He is dead wrong. While is true that Leucippus, Democritus, nor any other ancients performed the type of carefully controlled experiments that mark science today, the idea of atoms did not arise from pure thought alone.

The philosophy of the ancient atomists, in particular Epicurus, was recorded for posterity in the epic poem De rerum natura (The Nature of Things) written in Latin hexameter at the time of Julius Caesar by the Roman Lucretius Carus. The following excerpts make it clear that careful observation played an important part in the thinking of ancient atomists (translation by A. E. Stallings).

Just in case you start to think this theory [atoms] is a lie,

Because these atoms can't be made out by the naked eye,

You yourself have to admit there are particles

Which are but which cannot be seen. . . (I, 165-169)

For example:

Thus clearly there are particles of wind you cannot spy

That sweep the ocean and the land and clouds up in the sky. (I, 277, 278)

Most significantly, in Book II Lucretius adds

There's a model, you should realize,

A paradigm of this that's dancing right before your eyes --

For look well when you let the sun peep in a shuttered room

Pouring forth the brilliance of its beams into the gloom,

And you'll see myriads of motes all moving many ways

Throughout the void and intermingling in the golden rays. (II, 112-117)

...

Such turmoil means that there are secret motions, out of sight,

That lie concealed in matter. For you'll see the motes careen

Off course, and then bound back again, by means of blows unseen. (II, 126-128)

This last, remarkable passage precisely describes the Brownian motion that Einstein and Jean Baptiste Perrin used in the early twentieth century to demonstrate conclusively the existence of atoms. Gaston Bachelard has suggested that observations involving dust provided the essential notion of atoms so that it was not just a product of pure thought:

Without this special experience, atomism would never have evolved into anything more than a clever doctrine, entirely speculative, in which the initial gamble of thought would have been justified by no observation. Instead, by virtue of the existence of dust, atomism was able to receive from the time of its inception an intuitive basis that is both permanent and richly evocative.

In his Critique of Pure Reason, Immanuel Kant argued that experience was not the only source of knowledge, that in addition our minds have certain built-in a priori concepts. One of his major examples was our intuition that space is described by Euclidean geometry. Of course, we now know that other geometries exist and that Einstein used non-Euclidean geometry to describe space in his general theory of relativity. So much for what Kant called the synthetic a priori.
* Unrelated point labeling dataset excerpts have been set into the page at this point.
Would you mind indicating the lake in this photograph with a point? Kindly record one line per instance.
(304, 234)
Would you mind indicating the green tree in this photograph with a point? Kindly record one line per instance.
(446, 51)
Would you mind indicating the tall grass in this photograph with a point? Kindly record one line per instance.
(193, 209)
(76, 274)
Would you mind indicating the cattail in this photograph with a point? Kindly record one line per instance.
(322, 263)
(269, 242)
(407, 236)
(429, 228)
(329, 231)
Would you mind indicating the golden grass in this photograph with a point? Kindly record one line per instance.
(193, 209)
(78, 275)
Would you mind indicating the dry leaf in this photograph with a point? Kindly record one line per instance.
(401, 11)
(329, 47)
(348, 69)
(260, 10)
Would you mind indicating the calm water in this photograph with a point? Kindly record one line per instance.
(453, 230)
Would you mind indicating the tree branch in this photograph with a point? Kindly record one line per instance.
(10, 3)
Another belief, still common today, is that we can reason ourselves to knowledge about reality. How often have you read "proofs" of the existence, or non-existence, of God or some other deep question? A logical deduction can tell you nothing that is not already embedded in its premises. All a logical deduction does is enable you to determine whether or not some conclusion is consistent with some set of premises.
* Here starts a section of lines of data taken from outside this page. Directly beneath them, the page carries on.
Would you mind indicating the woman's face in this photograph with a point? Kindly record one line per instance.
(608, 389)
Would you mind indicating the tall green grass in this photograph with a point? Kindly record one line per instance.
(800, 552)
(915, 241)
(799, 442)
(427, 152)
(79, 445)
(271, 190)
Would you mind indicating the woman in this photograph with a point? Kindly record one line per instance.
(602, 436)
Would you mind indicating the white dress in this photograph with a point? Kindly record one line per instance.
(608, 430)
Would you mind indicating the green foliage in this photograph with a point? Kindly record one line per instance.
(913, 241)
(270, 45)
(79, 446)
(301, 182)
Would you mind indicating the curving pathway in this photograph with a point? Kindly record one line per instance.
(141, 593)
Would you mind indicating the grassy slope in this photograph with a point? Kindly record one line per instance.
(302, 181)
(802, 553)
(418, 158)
Today, most physicists and philosophers hold that our only source of knowledge about the world is observation. While scientists use reason and logic, their premises must be based on data. And the justification for this position is not some metaphysical reasoning but the fact that it works.
References
  • Gaston Bachelard, Les Intuitions Atomistiques (Atomistic Intuitions): Essai De Classification, 2nd ed., (Paris: J. Vrin, 1975).
  • Richard P. Feynman, Robert B. Leighton, and Matthew L. Sands. The Feynman Lectures on Physics. New millennium ed. (New York: Basic Books, 2011).
  • Jim Holt. "Physicists, Stop the Churlishness." New York Times, June 10, 2012.
  • A.E. Stallings, and Richard Jenkyns. Lucretius: The Nature of Things. (London; New York: Penguin, 2007).